Growth will be driven primarily by capacity additions in China, Iran, Nigeria and the US, the report states.

The report, titled Global Ammonia Outlook – Production Capacity Set to Continue Strong Growth Led by United States and Iran, states that the Asia-Pacific region will remain the largest in terms of both ammonia capacity and demand – accounting for almost half the world’s capacity by 2018.

The major end-use sectors of ammonia, such as urea and other nitrogenous fertilisers, have promising growth in the region, GlobalData affirms.

Ammonia is also used in calibration gas mixtures, among other applications, and its manufacture typically provides a low cost feedstock for carbon dioxide (CO2) production. In an interview with gasworld magazine in 2008, for example, Yara Industrial estimated that of the then installed capacity of liquid CO2 in Europe, approximately 70% was based on raw gas from ammonia production.

Regional dynamics

China’s significant influence on the Asia-Pacific region’s ammonia supply is apparent from the country’s capacity of 70.6 million tpy in 2013, accounting for almost two thirds of the region’s total capacity, according to GlobalData.

With huge feedstock reserves and strong demand, China has a favourable landscape as opposed to countries that have either demand or capacity, but not both.

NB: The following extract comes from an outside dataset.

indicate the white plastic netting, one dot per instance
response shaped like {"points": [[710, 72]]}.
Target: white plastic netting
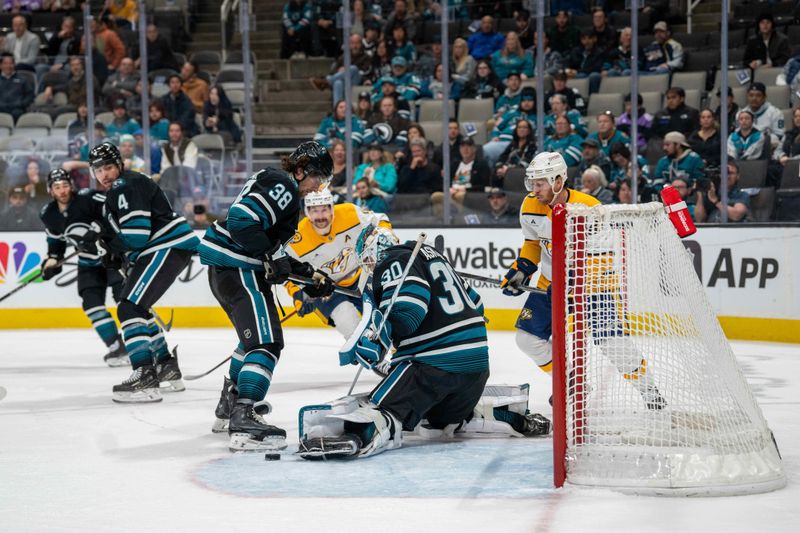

GlobalData’s report also states that the Middle East and Africa will continue its impressive growth of the past decade, which saw Egypt, Iran, Qatar and Saudi Arabia increasing their ammonia capacities using natural gas. Most of the region’s capacity will target export markets in Asia, such as China and India.

Additionally, GlobalData observes that North America’s ammonia industry will receive a small boost, having suffered in the past due to high natural gas prices and declining demand from the major end-use sectors. Shale gas is now impacting the industry, with North American capacity expansion to be completely driven by the US.

May 2014 saw chemicals giant BASF and Yara confirm plans to build a joint venture world-scale ammonia plant on the US Gulf Coast, at a site in Freeport, Texas. The plant will have an annual capacity of 750,000 metric tons, and will be based on a hydrogen-synthesis process. BASF, with a strong presence in the US, is a major user of ammonia for its US downstream activities.